The credit crunch gets uglier

So much for the idea that this summer’s credit turmoil is over. Global investors have succumbed to a new bout of jitters, with banks’ exposure to America’s crumbling subprime mortgage market back in the spotlight.

Investors have been reeling from Merrill Lynch’s admission that it is taking $8bn of losses on mortgage-related securities, a write-down twice as large as the group had forecast only a fortnight earlier. A note on Citigroup suggested the bank may have to cut its dividend to shore up its balance sheet, while Citi admitted that it is writing down a further $8bn-$11bn – dwarfing the $3.3bn charge it took at the end of the third quarter – and cannot be sure this sum will be sufficient. A Merrill Lynch note saying UBS could face an additional $8bn write-down this quarter also fuelled fears of further nasty surprises in the months ahead. 

America’s Dow Jones index had its worst day since 9 August last Thursday, when US financial stocks, which comprise 20% of the S&P 500, endured a 4.6% sell-off, their sharpest in five years. Both the S&P 500 and the FTSE 100 lost almost 2% last week and kept sliding early this week, with the latter depressed by Barclays hitting a two-year low as investors fretted about its subprime exposure. Uncertainty is rife: “people just don’t know what’s on the balance sheets”, said Brian Gendreau of ING. 

The trouble is that there is little consistency in the way banks do their accounting, while derivatives based on mortgages are thinly traded and hard to value. But the outlook for the value of mortgage-backed debt is worsening. The ABX index, which tracks bonds containing subprime mortgage debt (this is packaged into collateralised debt obligations sold worldwide to banks, hedge funds and other financial institutions) is the only tool available to measure sentiment in the subprime world. It shows that even the supposedly safe tranches of subprime-linked mortgage debt, rated AAA and AA, have fallen in value by 20% and 50% respectively, says the FT’s Gillian Tett. 

Ratings agencies have been downgrading these securities as the news from the subprime market has grown worse. According to Barclays Capital, 16% of subprime mortgages taken out in January 2006 are in default and 28% are in arrears beyond 30 days. With low introductory interest rates on many subprime mortgage loans expiring after 12-18 months, it’s no wonder a Congressional Report suggests that over two million homes financed by subprime loans will go into foreclosure over the next 18 months. “Take this to the bank,” says John Mauldin on Investorsinsight.com: there will be more bank write-downs “as more and more mortgages go into foreclosure, forcing more downgrades of asset-backed paper”. And as the housing bust intensifies, problems will spread beyond the subprime sector. The housing bust will “hobble” any recovery in the global credit markets for months to come, says Ambrose Evans-Pritchard in The Daily Telegraph

Mortgages aren’t the only issue bedevilling investors. Companies that insure bonds, such as America’s MBIA and AMBAC, may be hit by the subprime fallout. Many transactions – not just those linked to subprime derivatives – depend on their guarantee, so if their exposure to subprime problems led to their credit rating being downgraded, that would cut the value of bonds they insure, producing a knock-on effect across the credit market. “This panic has ‘contagion’ written all over it,” says Lex in the FT.
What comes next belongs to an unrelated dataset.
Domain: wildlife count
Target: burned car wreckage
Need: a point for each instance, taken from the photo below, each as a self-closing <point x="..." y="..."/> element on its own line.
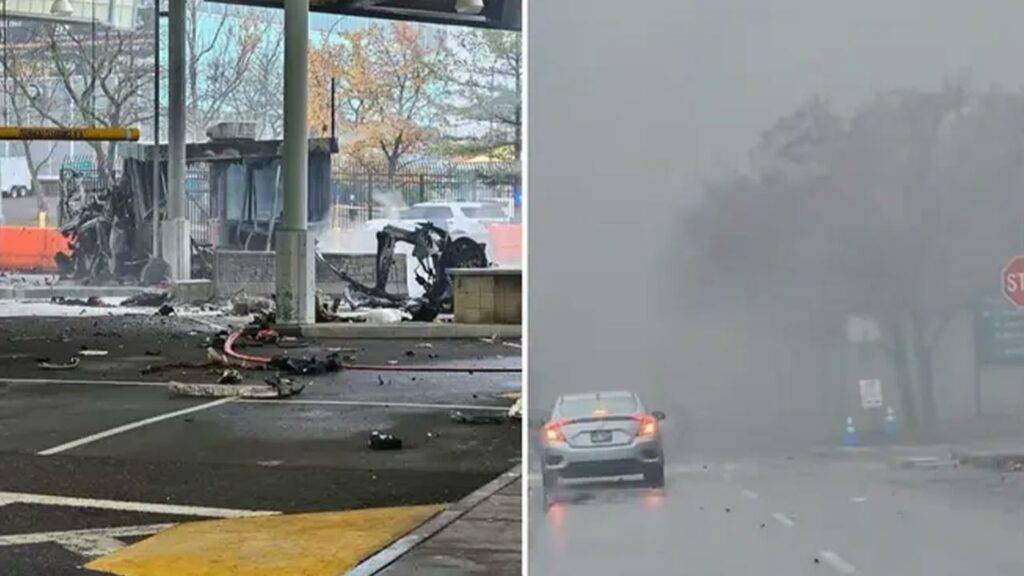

More broadly, mounting credit problems at banks imply tighter lending and a slower economy – which is already threatened by consumer retrenchment amid sliding house prices. The crunch has already spurred a sharp tightening in lending criteria for US businesses and households, notes Capital Economics.

Throw in declining US profits and the fact that it’s far from clear that Europe and Asia can offset America’s economic weakness, and the outlook is growing uglier by the day.